While these mark a significant step-up in India’s existing climate targets, four of the five promises made by Prime Minister Narendra Modi Monday are relatively low-hanging fruit – with at least one in response to global pressure.
The most substantive new commitment, however, relates to the 1-billion-tonne reduction in its total projected emissions from now until 2030. This is the first time that India has taken any climate target in terms of its absolute emissions.
Though it’s not a direct emission reduction target, something that only developed countries are expected to take, the reduction marks a major step towards bending India’s emissions trajectory.
According to the World Resources Institute, India’s total greenhouse gas emissions were about 3.3 billion tonnes in 2018. It’s projected to rise above 4 billion tonnes per year by 2030.
That would mean between now and 2030, India could be emitting anywhere between 35 to 40 billion tonnes at the current rates of growth. Cutting 1 billion tonnes would, therefore, represent a reduction of 2.5 to 3 per cent in its absolute emissions in the business-as-usual scenario in the next nine years.

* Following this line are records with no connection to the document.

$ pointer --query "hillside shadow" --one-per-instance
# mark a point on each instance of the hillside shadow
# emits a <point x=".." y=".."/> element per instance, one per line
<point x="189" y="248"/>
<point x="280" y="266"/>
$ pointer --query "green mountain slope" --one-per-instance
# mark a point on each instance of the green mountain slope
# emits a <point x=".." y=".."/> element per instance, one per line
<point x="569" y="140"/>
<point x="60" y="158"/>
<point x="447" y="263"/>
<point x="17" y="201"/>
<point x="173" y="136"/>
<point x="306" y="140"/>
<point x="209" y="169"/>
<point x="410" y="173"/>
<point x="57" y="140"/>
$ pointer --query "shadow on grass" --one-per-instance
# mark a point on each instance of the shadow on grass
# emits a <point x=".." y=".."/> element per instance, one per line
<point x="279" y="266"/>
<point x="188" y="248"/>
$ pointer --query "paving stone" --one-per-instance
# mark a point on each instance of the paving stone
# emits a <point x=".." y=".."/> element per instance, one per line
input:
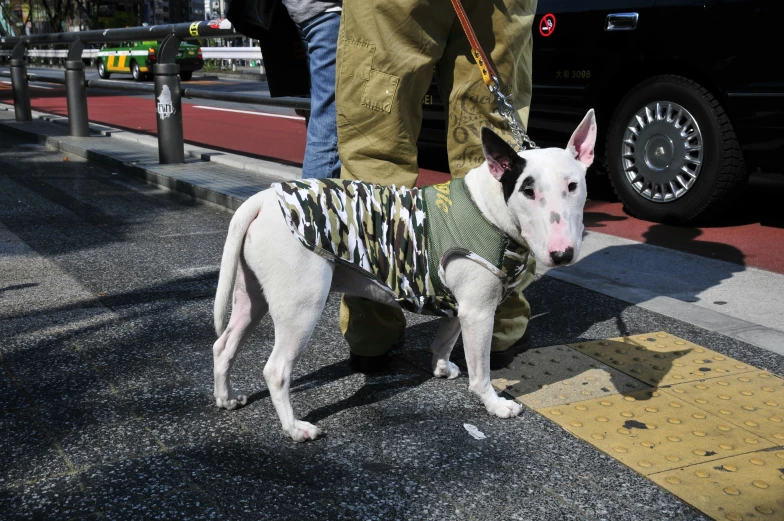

This was also the most unexpected of the five new announcements.
The most anticipated promise was about setting a Net Zero target, something that the world had been demanding of India for long.
Net Zero is a state in which a country’s total emissions are offset by absorptions of carbon dioxide from the atmosphere, like that done by trees and forests, and physical removal of carbon dioxide through futuristic technologies.
More than 70 countries have promised to become Net Zero by the middle of the century, and this is being considered vital for meeting the Paris Agreement goal of keeping global temperatures within 2 degrees Celsius from pre-industrial times.
India’s Net Zero target of 2070 silences its critics but it is along expected lines. The big thing here is not the target itself but the fact that India finally relented and decided to take up a target, something it had been holding back on for quite some time.
In its climate action plan submitted under the Paris Agreement, India had promised to reduce its emissions intensity, or emissions per unit of GDP, by 33 to 35 per cent by the year 2030 compared to 2005 levels.
Even at that time, it was considered a modest target, something that could be achieved in a business-as-usual scenario. In fact, some estimates suggest that India would achieve this target by 2022 itself, eight years in advance. The increase of this target to 45 per cent reduction is, therefore, in line with the progress made.
The same is true with the increase in installed capacity of renewable energy, and that of the proportion of non-fossil fuel energy in the total energy mix.
Two years ago, Modi, speaking at a climate meeting on the sidelines of the UN General Assembly in New York, said India would take up its installed capacity of renewable energy to 450 GW by 2030. At that time, India’s publicly stated target was 175 GW by the year 2022.
The installed renewable capacity has been growing rapidly in the last few years, and the enhancement from 450 GW to 500 GW is not likely to be very challenging.
The increase in the proportion of non-fossil fuel energy in the energy mix, to 50 per cent, is a natural corollary of this.
Most of the new capacity additions in the energy sector are being done in the renewable and non-fossil fuel space. In fact, India has already said it does not plan to start any new coal power plants after 2022. As of now, India was already targeting 40 per cent electricity production through non-fossil fuel sources by 2030.
Put together, this comprehensive package is much more than the world was expecting of India and marks a significant commitment to climate action.
“Reducing 1 billion tonnes of emissions by 2030 and expanding non-fossils capacity to 500 GW are enormous and transformative steps. 50 per cent electricity generation from renewable energy sources speaks of India’s leadership and commitment to climate action,” said Ajay Mathur, head of International Solar Alliance, and a former climate negotiator for India.
Arunabha Ghosh, CEO of Council for Energy, Environment and Water, said that India had demonstrated climate leadership and now the ball was in the court of developed world to raise its ambition, particularly, in matters of climate finance.
“This is real climate action. Now India demands US $1 trillion in climate finance as soon as possible and will monitor not just climate action but also climate finance,” Ghosh said.